Reducing Synchronous Data Replication

By default, multinode Amazon Redshift configurations automatically store redundant copies of table data on other nodes in the same cluster, so we can tolerate multiple disk and node failures. As with all synchronous data replication, some overhead is associated with the process. For temporary tables, this replication process doesn’t occur because the system makes the assumption that the data is truly transient. Additionally, blocks associated with temporary tables don’t count toward the threshold which triggers automated backups. Thus, by using temporary tables for truly transient data we can also avoid triggering backup processes and improve the rate at which the automated backup processes complete—just as we did with the BACKUP NO option.

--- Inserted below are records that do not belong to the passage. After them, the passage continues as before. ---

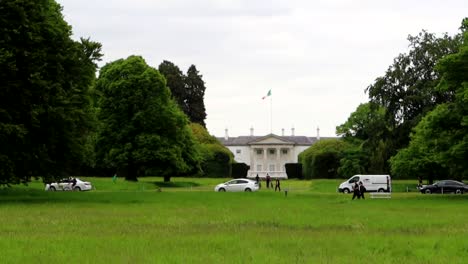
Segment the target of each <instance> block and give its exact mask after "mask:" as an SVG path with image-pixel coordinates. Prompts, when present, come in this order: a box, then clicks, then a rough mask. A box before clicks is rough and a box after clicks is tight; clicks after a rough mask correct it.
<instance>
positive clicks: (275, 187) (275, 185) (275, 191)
mask: <svg viewBox="0 0 468 264" xmlns="http://www.w3.org/2000/svg"><path fill="white" fill-rule="evenodd" d="M276 189H278V191H280V192H281V186H280V182H279V178H276V181H275V192H276Z"/></svg>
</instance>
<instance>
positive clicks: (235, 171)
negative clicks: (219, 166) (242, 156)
mask: <svg viewBox="0 0 468 264" xmlns="http://www.w3.org/2000/svg"><path fill="white" fill-rule="evenodd" d="M231 166H232V178H247V172H248V171H249V170H250V166H249V165H247V164H245V163H233V164H232V165H231Z"/></svg>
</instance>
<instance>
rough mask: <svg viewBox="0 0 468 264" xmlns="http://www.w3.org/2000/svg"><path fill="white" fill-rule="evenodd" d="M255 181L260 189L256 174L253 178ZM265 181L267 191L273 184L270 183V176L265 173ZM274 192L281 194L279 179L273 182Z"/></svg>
mask: <svg viewBox="0 0 468 264" xmlns="http://www.w3.org/2000/svg"><path fill="white" fill-rule="evenodd" d="M255 180H256V181H257V183H258V186H259V187H260V188H261V182H260V177H259V176H258V174H257V176H256V177H255ZM265 180H266V184H267V188H268V189H269V188H270V185H271V188H273V183H272V182H271V177H270V175H269V174H268V173H267V176H266V178H265ZM276 191H279V192H281V184H280V181H279V178H276V180H275V192H276Z"/></svg>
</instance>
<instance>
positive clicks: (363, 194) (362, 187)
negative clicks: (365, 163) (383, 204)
mask: <svg viewBox="0 0 468 264" xmlns="http://www.w3.org/2000/svg"><path fill="white" fill-rule="evenodd" d="M365 192H366V187H364V184H362V182H359V196H361V198H362V199H366V198H365V197H364V193H365ZM358 199H359V197H358Z"/></svg>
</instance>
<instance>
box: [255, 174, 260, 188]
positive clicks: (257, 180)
mask: <svg viewBox="0 0 468 264" xmlns="http://www.w3.org/2000/svg"><path fill="white" fill-rule="evenodd" d="M255 181H256V182H257V184H258V188H259V189H260V188H261V187H262V186H261V185H260V177H259V176H258V173H257V176H255Z"/></svg>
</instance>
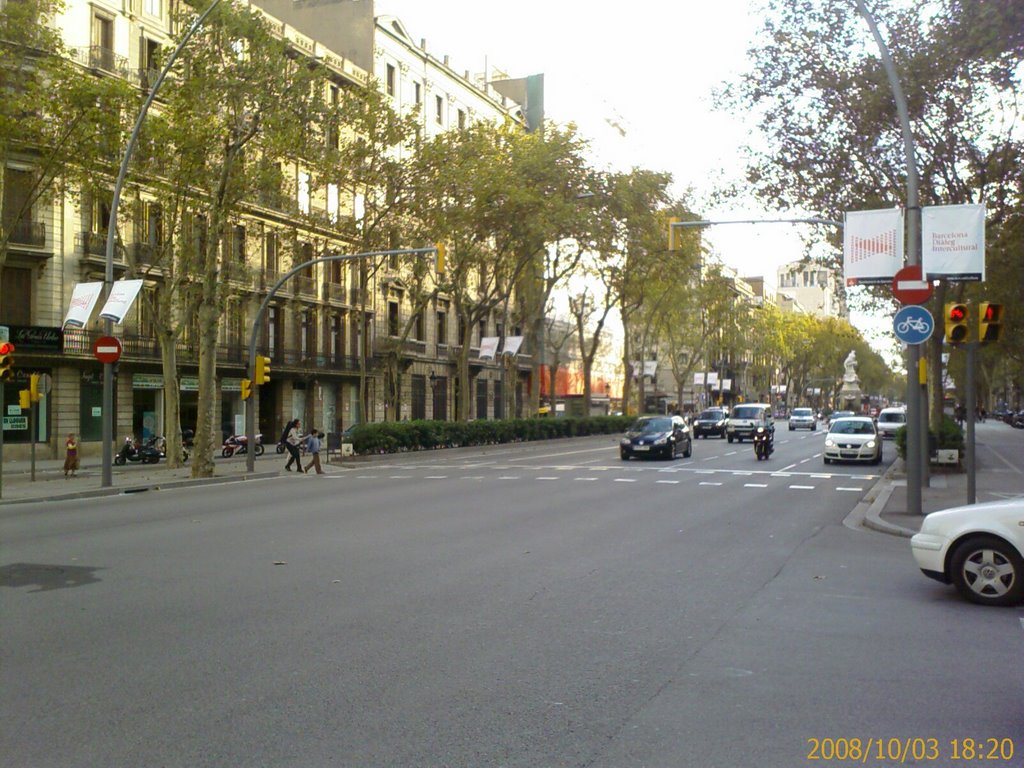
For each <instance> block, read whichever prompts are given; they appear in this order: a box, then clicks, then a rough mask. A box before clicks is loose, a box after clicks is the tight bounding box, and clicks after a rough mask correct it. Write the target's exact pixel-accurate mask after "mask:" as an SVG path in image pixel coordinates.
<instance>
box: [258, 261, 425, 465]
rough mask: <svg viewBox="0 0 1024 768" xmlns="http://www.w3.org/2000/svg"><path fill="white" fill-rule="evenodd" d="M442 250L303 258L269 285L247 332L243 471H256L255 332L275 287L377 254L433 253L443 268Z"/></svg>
mask: <svg viewBox="0 0 1024 768" xmlns="http://www.w3.org/2000/svg"><path fill="white" fill-rule="evenodd" d="M443 254H444V251H443V248H439V247H438V246H431V247H430V248H399V249H397V250H392V251H367V252H366V253H350V254H336V255H334V256H321V257H319V258H315V259H310V260H309V261H303V262H302V263H301V264H299V265H298V266H295V267H292V269H290V270H289V271H287V272H285V274H283V275H282V276H281V279H280V280H279V281H278V282H276V283H274V284H273V287H272V288H271V289H270V290H269V291H267V294H266V296H265V297H264V298H263V303H261V304H260V305H259V309H258V310H257V311H256V317H255V318H253V328H252V332H251V333H250V335H249V367H248V369H247V375H248V377H249V380H250V381H251V382H252V392H253V396H252V397H250V398H249V401H248V404H247V407H246V435H247V436H248V445H249V447H248V449H247V451H246V471H247V472H255V471H256V410H257V408H259V392H260V384H261V382H260V381H258V380H257V376H256V368H257V365H256V335H257V334H258V333H259V330H260V328H261V322H262V319H263V312H265V311H266V308H267V306H268V305H269V304H270V301H271V300H272V299H273V297H274V295H275V294H276V293H278V289H279V288H281V287H282V286H283V285H285V284H286V283H287V282H288V281H290V280H291V279H292V278H293V276H295V275H296V274H298V273H299V272H301V271H302V270H303V269H308V268H309V267H311V266H313V265H315V264H327V263H330V262H333V261H355V260H357V259H369V258H374V257H377V256H437V257H439V260H438V262H437V263H438V265H439V266H440V267H443V265H444V262H443V259H444V255H443Z"/></svg>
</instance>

Because temporary table data is not mirrored, the transactions that commit temporary table data are less expensive than those that commit permanent table data. This functionality means you can significantly reduce cluster overhead by using temporary tables where they are appropriate. Examples include scenarios where table data only needs to be accessible for a single session and is truly transient in nature.

You can identify the tables in a cluster that are currently using either of these table properties by using this query:

SELECT DISTINCT id, name, temp, backup 
FROM stv_tbl_perm 
WHERE backup=0 ORDER BY 1;

Next Steps

Depending on your unique data durability and retention requirements, these options might not be appropriate for you—and that’s okay. Out of the topics we’ve discussed throughout this blog series, these particular optimizations result in the least significant overall improvement to cluster performance. However, in an environment that is being optimized from top to bottom, this is the final table design concept you can use for a performance gain.